Opinion: Don’t Ban the Use of CRISPR in Embryos
Opinion: Don’t Ban the Use of CRISPR in Embryos

Opinion: Don’t Ban the Use of CRISPR in Embryos

Despite a premature and ethically sketchy claim of genome editing in twin girls, an outright prohibition could blunt promising, responsible progress.

Nov 29, 2018
John D. Loike

ABOVE: © ISTOCK.COM, TEKA77

John D. Loike, a Professor of Biology at Touro College and University Systems, writes a regular column on bioethics for The Scientist.

On Sunday (November 25), He Jiankui, a scientist at Southern University of Science and Technology in Shenzhen, China, announced that he was the “first” to use CRISPR to genetically edit twin babies to inactivate the gene for CCR5, a chemokine receptor that the HIV virus uses to infect human immune cells. There are many questions regarding this announcement: What were the medical motivations in using gene editing to “protect” these future twins from contracting HIV? Why weren’t embryos that carry fatal genetic mutations the targeted subjects for gene editing? How do we protect the “autonomous rights” of the unborn?

Nonetheless, the visions of how this gene-editing technology could be abused unnerved scientists, medical ethicists, and legislators. The temporary halt to gene editing on humans ordered by the Chinese government is only an appropriate step if it leads to instituting intelligent ethical guidelines related to this technology. 

As a scientist and biothethicist, I believe this “first” underscores the importance of guidelines, rather than reactive prohibitions or restrictions. This philosophy may explain why the organizers of an international conference on human gene editing held this week in Hong Kong, where He defended his work, responded to He’s announcement by calling for a “translational pathway” that might eventually bring the ethically fraught technology to patients in a responsible way. They were correct in not demanding a global research moratorium on similar studies, as some scientists and bioethicists had hoped.

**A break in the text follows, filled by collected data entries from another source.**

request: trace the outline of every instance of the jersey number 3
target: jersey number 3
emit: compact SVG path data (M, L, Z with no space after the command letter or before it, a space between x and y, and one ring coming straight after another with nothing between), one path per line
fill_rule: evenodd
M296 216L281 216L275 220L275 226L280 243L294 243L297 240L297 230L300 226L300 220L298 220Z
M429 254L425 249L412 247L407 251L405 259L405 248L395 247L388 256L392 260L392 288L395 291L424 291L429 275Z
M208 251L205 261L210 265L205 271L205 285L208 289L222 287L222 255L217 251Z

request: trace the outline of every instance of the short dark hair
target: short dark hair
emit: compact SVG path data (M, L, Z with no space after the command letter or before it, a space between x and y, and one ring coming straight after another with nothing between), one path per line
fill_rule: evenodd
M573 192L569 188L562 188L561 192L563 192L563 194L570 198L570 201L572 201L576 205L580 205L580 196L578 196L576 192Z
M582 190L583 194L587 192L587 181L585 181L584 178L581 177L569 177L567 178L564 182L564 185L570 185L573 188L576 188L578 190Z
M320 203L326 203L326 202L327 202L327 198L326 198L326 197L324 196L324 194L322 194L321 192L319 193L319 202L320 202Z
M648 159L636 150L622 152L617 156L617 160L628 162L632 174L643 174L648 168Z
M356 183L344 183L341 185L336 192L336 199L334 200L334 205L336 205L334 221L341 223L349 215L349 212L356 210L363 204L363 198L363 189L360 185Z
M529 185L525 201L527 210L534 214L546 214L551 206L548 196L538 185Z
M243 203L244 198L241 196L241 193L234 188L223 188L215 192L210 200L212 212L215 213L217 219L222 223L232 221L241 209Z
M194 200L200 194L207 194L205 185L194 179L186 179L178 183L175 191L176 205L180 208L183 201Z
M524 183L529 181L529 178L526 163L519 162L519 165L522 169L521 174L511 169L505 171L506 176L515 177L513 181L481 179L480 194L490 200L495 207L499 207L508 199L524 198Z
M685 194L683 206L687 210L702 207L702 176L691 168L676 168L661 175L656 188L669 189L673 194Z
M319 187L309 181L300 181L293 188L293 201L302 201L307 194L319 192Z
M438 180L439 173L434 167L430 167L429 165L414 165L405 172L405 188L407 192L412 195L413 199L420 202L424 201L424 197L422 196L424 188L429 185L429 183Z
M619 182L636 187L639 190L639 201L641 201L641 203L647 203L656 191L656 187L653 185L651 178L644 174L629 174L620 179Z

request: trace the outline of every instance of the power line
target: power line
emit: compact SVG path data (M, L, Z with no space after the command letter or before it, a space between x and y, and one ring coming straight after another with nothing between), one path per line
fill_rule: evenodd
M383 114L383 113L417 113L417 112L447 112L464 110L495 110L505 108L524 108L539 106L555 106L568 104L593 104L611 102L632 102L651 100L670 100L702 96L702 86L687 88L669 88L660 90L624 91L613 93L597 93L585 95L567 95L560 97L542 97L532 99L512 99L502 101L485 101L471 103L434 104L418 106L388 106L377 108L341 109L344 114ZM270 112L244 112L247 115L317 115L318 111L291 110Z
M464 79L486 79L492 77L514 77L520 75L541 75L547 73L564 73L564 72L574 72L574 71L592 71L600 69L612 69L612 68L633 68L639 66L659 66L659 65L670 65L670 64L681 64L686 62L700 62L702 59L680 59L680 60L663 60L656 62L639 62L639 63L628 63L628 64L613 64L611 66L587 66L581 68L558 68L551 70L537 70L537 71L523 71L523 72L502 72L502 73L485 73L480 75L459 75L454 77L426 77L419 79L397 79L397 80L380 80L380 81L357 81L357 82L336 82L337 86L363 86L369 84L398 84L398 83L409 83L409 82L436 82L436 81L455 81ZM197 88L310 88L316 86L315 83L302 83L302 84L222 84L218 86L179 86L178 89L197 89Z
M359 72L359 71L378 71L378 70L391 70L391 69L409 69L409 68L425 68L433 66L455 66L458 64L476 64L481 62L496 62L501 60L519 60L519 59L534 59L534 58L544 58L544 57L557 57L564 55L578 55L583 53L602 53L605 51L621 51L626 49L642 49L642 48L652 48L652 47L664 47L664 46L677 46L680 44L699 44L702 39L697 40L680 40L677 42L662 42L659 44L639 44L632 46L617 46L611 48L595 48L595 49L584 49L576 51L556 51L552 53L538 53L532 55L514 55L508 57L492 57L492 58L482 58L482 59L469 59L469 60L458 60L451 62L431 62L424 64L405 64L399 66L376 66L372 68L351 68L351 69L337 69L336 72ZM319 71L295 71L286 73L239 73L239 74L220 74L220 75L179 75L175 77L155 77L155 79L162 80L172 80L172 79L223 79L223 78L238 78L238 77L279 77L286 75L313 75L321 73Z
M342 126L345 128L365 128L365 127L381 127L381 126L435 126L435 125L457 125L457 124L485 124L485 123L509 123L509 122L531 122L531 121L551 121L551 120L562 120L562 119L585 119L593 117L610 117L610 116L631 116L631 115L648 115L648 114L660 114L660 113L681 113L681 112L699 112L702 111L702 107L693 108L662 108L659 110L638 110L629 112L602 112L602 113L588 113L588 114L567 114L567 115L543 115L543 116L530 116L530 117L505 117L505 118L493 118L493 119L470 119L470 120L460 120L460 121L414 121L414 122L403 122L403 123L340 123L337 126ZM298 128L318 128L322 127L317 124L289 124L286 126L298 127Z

Prohibiting scientific research is not always the answer to ethical challenges that emerge from new biotechnologies. There are many lessons bioethicists and scientists can learn from history. One lesson is that the application of innovative and ethically challenging biotechnologies in medicine can, at times, have future positive outcomes for society and may even revolutionize healthcare. 

For instance, the development of in vitro fertilization (IVF) in 1978 by Robert Edwards is an excellent example. Edwards performed the first IVF procedure to produce a baby girl named Louise Brown. At that time, this procedure had no ethics board approval and no one knew what potential health risks might occur when an egg is fertilized outside the woman’s body. Now, after Brown has celebrated her 40th birthday, we know that the medical risks associated with IVF are, luckily, minimal, and more than 8 million people owe their lives to this remarkable procedure. The positive outcome from Edwards’s unapproved clinical trial was developing a procedure that revolutionized reproductive medicine.

Conceptually, gene-editing technologies such as CRISPR have great medical potential. However, scientists need time, funds, and moral guidelines to research the brave new world of gene editing in order to identify all the risks and benefits. There is much hope that continued responsible research related to gene editing will actualize its potential to cure some of the most devastating genetic diseases affecting humankind.